The Great Escape: Blur's 1995 follow up to Parklife (Parklife!) and their true establishment in the mainstream. But is the album good?


So it's important to discuss context with this album, as any. This followed parklife, and preceded their self titled record, which contained their biggest song "song 2", colloquially known as "the woohoo song". But this album isn't a dud by any stretch.


The record opens with skittery synthesizers and brash guitars on "stereotypes" before Albarn launches into some pretty raunchy lyrics, with "They're on the lover's sofa, they're on the patio, and when the fun is over, watch themselves on video" and "she likes a man in uniform, he likes to wear it tight". The chorus is very very earwormy, and the track wraps itself up fairly succinctly at 3:10.


The next track, "country house" is also a pretty good track. It tells the story of a guy getting out the city and moving to the country (which is something blur has wrote about a whole lot) and the whole song doesn't really put a foot wrong. It ended up being Blur's first number one hit, narrowly beating out oasis, in a feud known as "the battle of britpop", that you can find out more about here.


"Best days", follows this, and it's pretty dreary and forgetable. After that, we get "charmless man", which is one of my favourite blur songs.

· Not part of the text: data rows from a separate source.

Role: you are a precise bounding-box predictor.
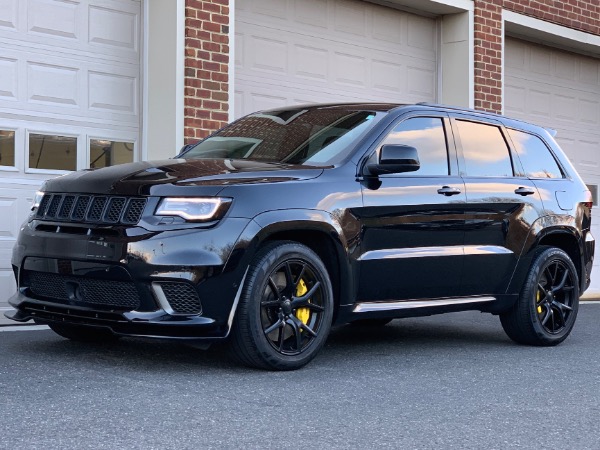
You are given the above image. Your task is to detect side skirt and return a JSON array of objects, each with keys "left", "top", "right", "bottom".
[{"left": 335, "top": 295, "right": 517, "bottom": 325}]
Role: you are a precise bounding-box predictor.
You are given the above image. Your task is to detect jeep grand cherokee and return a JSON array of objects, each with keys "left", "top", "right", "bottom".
[{"left": 7, "top": 104, "right": 594, "bottom": 370}]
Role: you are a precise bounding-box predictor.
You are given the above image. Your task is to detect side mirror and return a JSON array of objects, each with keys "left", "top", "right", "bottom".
[{"left": 367, "top": 144, "right": 421, "bottom": 175}]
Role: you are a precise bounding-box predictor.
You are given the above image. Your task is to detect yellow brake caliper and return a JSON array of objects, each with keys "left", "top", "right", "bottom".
[{"left": 296, "top": 279, "right": 310, "bottom": 324}]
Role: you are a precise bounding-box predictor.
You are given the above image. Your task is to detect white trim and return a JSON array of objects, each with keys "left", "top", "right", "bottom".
[
  {"left": 502, "top": 10, "right": 600, "bottom": 57},
  {"left": 436, "top": 0, "right": 475, "bottom": 12},
  {"left": 175, "top": 0, "right": 184, "bottom": 149},
  {"left": 500, "top": 9, "right": 510, "bottom": 114},
  {"left": 227, "top": 0, "right": 235, "bottom": 122},
  {"left": 469, "top": 8, "right": 475, "bottom": 109},
  {"left": 0, "top": 325, "right": 50, "bottom": 333},
  {"left": 138, "top": 1, "right": 150, "bottom": 161}
]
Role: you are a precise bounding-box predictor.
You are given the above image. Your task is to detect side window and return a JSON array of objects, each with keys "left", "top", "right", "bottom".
[
  {"left": 382, "top": 117, "right": 449, "bottom": 176},
  {"left": 455, "top": 120, "right": 513, "bottom": 177},
  {"left": 508, "top": 129, "right": 564, "bottom": 178}
]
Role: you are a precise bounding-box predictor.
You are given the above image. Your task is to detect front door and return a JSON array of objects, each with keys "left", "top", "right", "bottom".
[
  {"left": 452, "top": 114, "right": 543, "bottom": 296},
  {"left": 355, "top": 116, "right": 466, "bottom": 302}
]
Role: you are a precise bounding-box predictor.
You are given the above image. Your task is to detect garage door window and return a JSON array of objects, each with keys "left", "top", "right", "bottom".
[
  {"left": 508, "top": 129, "right": 563, "bottom": 178},
  {"left": 0, "top": 130, "right": 15, "bottom": 167},
  {"left": 89, "top": 139, "right": 134, "bottom": 169},
  {"left": 456, "top": 120, "right": 513, "bottom": 177},
  {"left": 29, "top": 133, "right": 77, "bottom": 170}
]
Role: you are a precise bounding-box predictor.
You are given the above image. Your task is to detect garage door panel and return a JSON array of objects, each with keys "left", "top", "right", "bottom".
[
  {"left": 0, "top": 0, "right": 141, "bottom": 63},
  {"left": 505, "top": 39, "right": 600, "bottom": 292},
  {"left": 0, "top": 57, "right": 19, "bottom": 101},
  {"left": 235, "top": 0, "right": 437, "bottom": 115},
  {"left": 236, "top": 0, "right": 437, "bottom": 59},
  {"left": 27, "top": 0, "right": 82, "bottom": 40},
  {"left": 0, "top": 0, "right": 19, "bottom": 31}
]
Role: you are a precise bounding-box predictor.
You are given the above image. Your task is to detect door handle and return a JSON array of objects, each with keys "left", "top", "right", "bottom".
[
  {"left": 515, "top": 186, "right": 535, "bottom": 197},
  {"left": 438, "top": 186, "right": 460, "bottom": 197}
]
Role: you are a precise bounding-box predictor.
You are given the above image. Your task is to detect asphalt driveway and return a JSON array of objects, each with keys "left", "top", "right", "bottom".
[{"left": 0, "top": 303, "right": 600, "bottom": 450}]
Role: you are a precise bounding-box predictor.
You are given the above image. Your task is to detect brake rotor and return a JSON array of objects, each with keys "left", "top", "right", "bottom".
[{"left": 296, "top": 278, "right": 310, "bottom": 325}]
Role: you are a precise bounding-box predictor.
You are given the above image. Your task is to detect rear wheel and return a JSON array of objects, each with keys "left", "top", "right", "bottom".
[
  {"left": 230, "top": 242, "right": 333, "bottom": 370},
  {"left": 48, "top": 322, "right": 119, "bottom": 343},
  {"left": 500, "top": 247, "right": 579, "bottom": 346}
]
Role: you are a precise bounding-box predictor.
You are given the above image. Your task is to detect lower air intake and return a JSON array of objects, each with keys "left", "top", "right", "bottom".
[{"left": 23, "top": 271, "right": 140, "bottom": 311}]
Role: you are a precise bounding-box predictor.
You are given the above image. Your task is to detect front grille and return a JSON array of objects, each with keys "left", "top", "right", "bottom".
[
  {"left": 23, "top": 271, "right": 140, "bottom": 310},
  {"left": 36, "top": 194, "right": 146, "bottom": 225},
  {"left": 159, "top": 282, "right": 202, "bottom": 314}
]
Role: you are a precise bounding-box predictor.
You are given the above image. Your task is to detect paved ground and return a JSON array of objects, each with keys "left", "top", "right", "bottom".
[{"left": 0, "top": 304, "right": 600, "bottom": 450}]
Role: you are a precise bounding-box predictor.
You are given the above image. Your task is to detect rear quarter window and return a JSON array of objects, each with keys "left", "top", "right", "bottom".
[
  {"left": 456, "top": 120, "right": 513, "bottom": 177},
  {"left": 508, "top": 128, "right": 564, "bottom": 178}
]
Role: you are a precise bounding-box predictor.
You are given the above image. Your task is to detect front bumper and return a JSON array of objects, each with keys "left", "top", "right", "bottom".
[{"left": 5, "top": 218, "right": 255, "bottom": 339}]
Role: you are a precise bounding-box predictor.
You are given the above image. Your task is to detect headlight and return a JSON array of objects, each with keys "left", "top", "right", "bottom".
[
  {"left": 31, "top": 191, "right": 44, "bottom": 211},
  {"left": 155, "top": 197, "right": 231, "bottom": 222}
]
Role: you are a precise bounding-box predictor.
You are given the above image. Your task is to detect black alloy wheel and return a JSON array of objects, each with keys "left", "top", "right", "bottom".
[
  {"left": 48, "top": 322, "right": 119, "bottom": 344},
  {"left": 500, "top": 247, "right": 579, "bottom": 346},
  {"left": 535, "top": 259, "right": 576, "bottom": 334},
  {"left": 231, "top": 242, "right": 333, "bottom": 370}
]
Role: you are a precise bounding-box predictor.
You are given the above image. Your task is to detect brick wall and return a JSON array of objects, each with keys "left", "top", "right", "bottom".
[
  {"left": 474, "top": 0, "right": 600, "bottom": 112},
  {"left": 184, "top": 0, "right": 229, "bottom": 144},
  {"left": 185, "top": 0, "right": 600, "bottom": 132}
]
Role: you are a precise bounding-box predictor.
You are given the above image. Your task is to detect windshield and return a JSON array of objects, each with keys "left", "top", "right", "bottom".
[{"left": 181, "top": 107, "right": 385, "bottom": 166}]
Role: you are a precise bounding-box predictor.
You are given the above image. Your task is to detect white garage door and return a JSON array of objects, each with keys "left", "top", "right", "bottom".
[
  {"left": 504, "top": 39, "right": 600, "bottom": 292},
  {"left": 234, "top": 0, "right": 438, "bottom": 117},
  {"left": 0, "top": 0, "right": 142, "bottom": 323}
]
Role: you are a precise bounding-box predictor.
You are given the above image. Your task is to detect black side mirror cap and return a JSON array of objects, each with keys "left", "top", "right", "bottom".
[{"left": 367, "top": 144, "right": 421, "bottom": 176}]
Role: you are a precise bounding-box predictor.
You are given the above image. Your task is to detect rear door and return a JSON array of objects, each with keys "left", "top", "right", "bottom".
[
  {"left": 355, "top": 113, "right": 466, "bottom": 302},
  {"left": 451, "top": 114, "right": 543, "bottom": 296}
]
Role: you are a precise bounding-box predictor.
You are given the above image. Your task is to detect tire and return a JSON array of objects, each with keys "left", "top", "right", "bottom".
[
  {"left": 350, "top": 318, "right": 394, "bottom": 328},
  {"left": 47, "top": 322, "right": 119, "bottom": 343},
  {"left": 500, "top": 246, "right": 579, "bottom": 346},
  {"left": 229, "top": 241, "right": 334, "bottom": 370}
]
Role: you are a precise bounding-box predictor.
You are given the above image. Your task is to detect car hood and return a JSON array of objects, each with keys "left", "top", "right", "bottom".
[{"left": 44, "top": 159, "right": 323, "bottom": 196}]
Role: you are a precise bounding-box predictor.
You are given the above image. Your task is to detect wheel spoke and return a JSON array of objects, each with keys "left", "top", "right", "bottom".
[
  {"left": 552, "top": 262, "right": 559, "bottom": 285},
  {"left": 269, "top": 276, "right": 281, "bottom": 300},
  {"left": 556, "top": 308, "right": 566, "bottom": 327},
  {"left": 264, "top": 318, "right": 285, "bottom": 334},
  {"left": 552, "top": 300, "right": 573, "bottom": 311},
  {"left": 260, "top": 300, "right": 281, "bottom": 308},
  {"left": 277, "top": 323, "right": 285, "bottom": 353},
  {"left": 294, "top": 264, "right": 306, "bottom": 292},
  {"left": 292, "top": 281, "right": 321, "bottom": 308},
  {"left": 542, "top": 305, "right": 552, "bottom": 326},
  {"left": 287, "top": 316, "right": 302, "bottom": 353},
  {"left": 552, "top": 270, "right": 569, "bottom": 293},
  {"left": 304, "top": 303, "right": 325, "bottom": 312},
  {"left": 285, "top": 261, "right": 294, "bottom": 289}
]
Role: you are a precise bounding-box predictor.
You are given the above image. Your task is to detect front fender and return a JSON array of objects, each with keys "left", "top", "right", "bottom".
[{"left": 225, "top": 209, "right": 360, "bottom": 312}]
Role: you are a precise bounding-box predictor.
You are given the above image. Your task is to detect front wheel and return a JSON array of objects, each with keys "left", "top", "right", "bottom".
[
  {"left": 500, "top": 247, "right": 579, "bottom": 346},
  {"left": 230, "top": 241, "right": 333, "bottom": 370}
]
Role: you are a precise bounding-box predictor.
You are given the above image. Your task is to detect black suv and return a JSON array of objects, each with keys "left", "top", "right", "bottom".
[{"left": 7, "top": 104, "right": 594, "bottom": 370}]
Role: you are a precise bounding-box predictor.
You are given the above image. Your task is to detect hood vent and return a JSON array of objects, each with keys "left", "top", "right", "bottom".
[{"left": 35, "top": 194, "right": 146, "bottom": 225}]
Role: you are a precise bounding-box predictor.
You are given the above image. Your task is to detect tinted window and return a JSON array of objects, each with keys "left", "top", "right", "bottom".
[
  {"left": 508, "top": 130, "right": 563, "bottom": 178},
  {"left": 456, "top": 120, "right": 513, "bottom": 177},
  {"left": 182, "top": 108, "right": 385, "bottom": 166},
  {"left": 382, "top": 117, "right": 448, "bottom": 176}
]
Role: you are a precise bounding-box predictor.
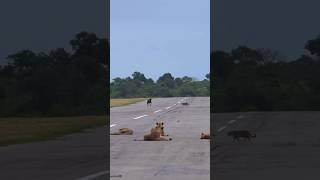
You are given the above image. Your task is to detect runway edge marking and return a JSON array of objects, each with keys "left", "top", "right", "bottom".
[{"left": 77, "top": 171, "right": 109, "bottom": 180}]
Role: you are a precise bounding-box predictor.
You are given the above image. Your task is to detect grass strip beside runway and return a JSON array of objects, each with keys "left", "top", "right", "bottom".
[{"left": 0, "top": 116, "right": 108, "bottom": 146}]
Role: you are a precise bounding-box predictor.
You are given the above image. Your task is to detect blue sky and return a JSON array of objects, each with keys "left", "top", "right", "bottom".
[{"left": 110, "top": 0, "right": 210, "bottom": 80}]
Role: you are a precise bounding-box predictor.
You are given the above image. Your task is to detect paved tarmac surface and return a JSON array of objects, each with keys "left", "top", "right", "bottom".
[
  {"left": 0, "top": 120, "right": 109, "bottom": 180},
  {"left": 110, "top": 97, "right": 210, "bottom": 180},
  {"left": 211, "top": 112, "right": 320, "bottom": 180}
]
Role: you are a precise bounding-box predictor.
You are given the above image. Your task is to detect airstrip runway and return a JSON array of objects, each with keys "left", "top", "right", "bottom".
[
  {"left": 110, "top": 97, "right": 210, "bottom": 180},
  {"left": 0, "top": 121, "right": 109, "bottom": 180},
  {"left": 211, "top": 111, "right": 320, "bottom": 180}
]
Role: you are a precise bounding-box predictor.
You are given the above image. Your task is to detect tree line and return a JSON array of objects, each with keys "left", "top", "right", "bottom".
[
  {"left": 110, "top": 72, "right": 210, "bottom": 98},
  {"left": 210, "top": 33, "right": 320, "bottom": 112},
  {"left": 0, "top": 32, "right": 109, "bottom": 116}
]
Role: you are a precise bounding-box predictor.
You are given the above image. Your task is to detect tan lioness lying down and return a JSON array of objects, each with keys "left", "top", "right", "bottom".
[
  {"left": 200, "top": 133, "right": 216, "bottom": 139},
  {"left": 110, "top": 128, "right": 133, "bottom": 135},
  {"left": 134, "top": 122, "right": 172, "bottom": 141}
]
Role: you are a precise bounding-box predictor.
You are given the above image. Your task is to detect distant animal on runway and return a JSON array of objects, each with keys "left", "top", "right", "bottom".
[
  {"left": 110, "top": 128, "right": 133, "bottom": 135},
  {"left": 200, "top": 133, "right": 210, "bottom": 139},
  {"left": 228, "top": 130, "right": 257, "bottom": 142},
  {"left": 156, "top": 122, "right": 169, "bottom": 136},
  {"left": 147, "top": 98, "right": 152, "bottom": 106}
]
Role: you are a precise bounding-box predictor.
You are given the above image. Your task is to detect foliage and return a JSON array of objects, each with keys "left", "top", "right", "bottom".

The vocal melody on this track is super catchy, and despite again being something that blur has wrote about before, it's better here than before. After that we get "fade away" which might have my favourite chorus refrain on the whole record, if not for having somewhat forgetable verses, despite the cool horns.


After that the tracklist becomes intensely average. Aside from the universal, featuring a string riff I feel like I've heard a million times. Some of the guitar riffs are almost dead ringers for tracks off Parklife once you get into the second half of the record, with the chorus on "It could be you" being particulairly offensive. The hook on penultimate track "entertain me" is again pretty catchy, though.


Overall, the album feels like it could've done with some editing down from 15 tracks, it really doesn't need to nearly an hour long. But it definitely has some really good tracks, which have lingered in the minds of the public who remember the mid 90's. I'd say it's worth checking out if you enjoyed Parklife (the album) but it's probably not a great place to start with blur. But still a fine album.